Cela vaut la peine de poser quelques questions nécessaires : le mouvement indigène pourra-t-il s'articuler avec le correismo dans ce nouveau chapitre que traverse le pays ? Seront-ils capables d'unir leurs alliés politiques et sociaux respectifs, ainsi que d'autres secteurs du spectre progressiste ? Dans la campagne électorale et en plus de la position formelle de la CONAIE au second tour, les rapprochements entre le candidat présidentiel de l'UNES et certains représentants importants du mouvement indigène étaient de notoriété publique. Il y avait ceux qui applaudissaient le rapprochement et ceux qui considéraient qu'il avait un effet négatif sur les électeurs urbains et de la classe moyenne. Ce qui est certain, c'est que ceux qui ont combattu les affrontements dans le passé ont montré des signes de rapprochement il y a des mois. Les leçons apprises et les voies d'approche peuvent certainement être recréées ou reconstruites. Les causes communes comme la dénonciation et la lutte contre les abus des fraudeurs fiscaux, à commencer par le Président de la République lui-même, doivent être des causes communes.
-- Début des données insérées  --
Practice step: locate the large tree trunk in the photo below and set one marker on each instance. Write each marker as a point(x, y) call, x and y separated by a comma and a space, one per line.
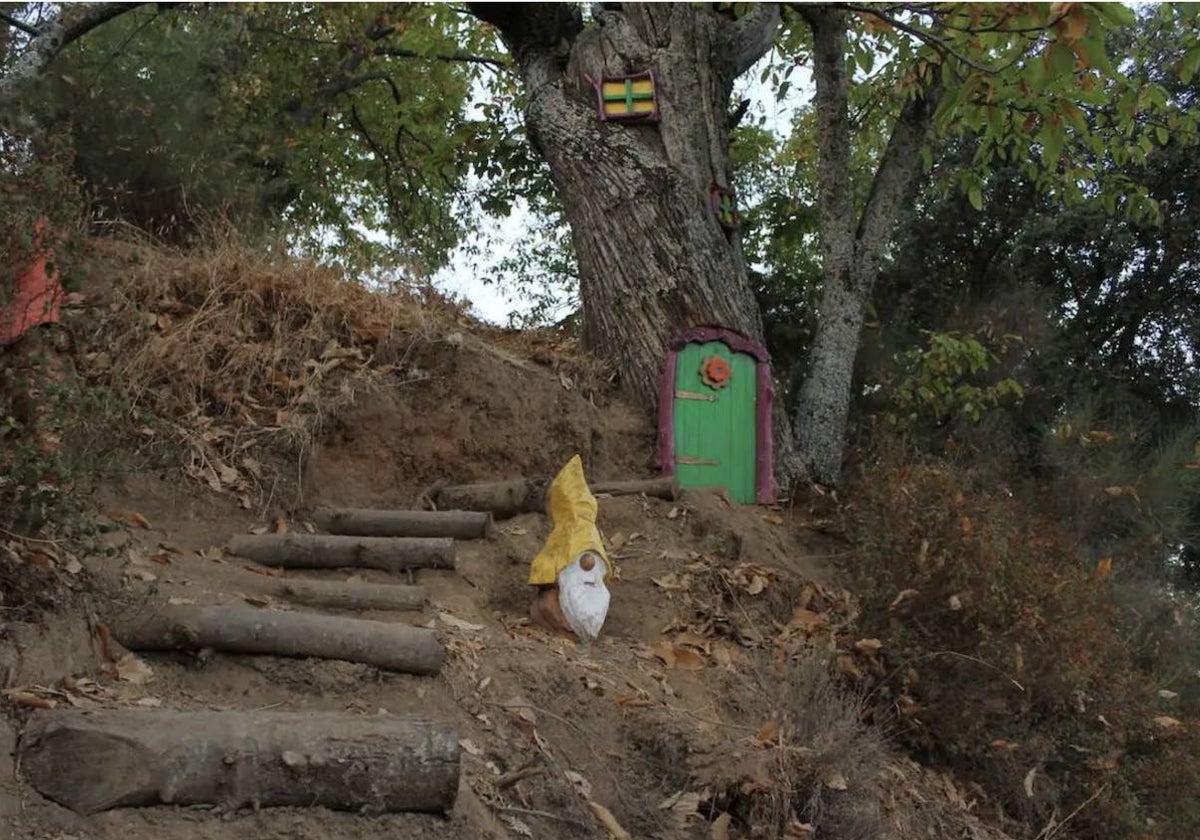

Les forces politiques et sociales dispersées du progressisme équatorien sont confrontées à l'obligation et à l'opportunité de faire face à l'avancée d'un néolibéralisme privatisateur de nature financière qui, bien qu'il insiste sur des discours consensuels, ignore en fait la gestion politique, la possibilité de parvenir à de grands accords, et se referme de plus en plus sur lui-même. C'est le moment de mener et d'articuler une opposition démocratique nécessaire au gouvernement du désaccord, avec ses erreurs et ses au large.
* Andrés Chiriboga est doctorante en sociologie à Max Planck SciencesPo (Paris). Il a été membre permanent de la Junta de Regulación y Política Monetaria y Financiera del Ecuador entre 2015 et 2016.
Traduction: revue Opéra.
Initialement publié sur le site de Centre stratégique de géopolitique latino-américaine (CELAG).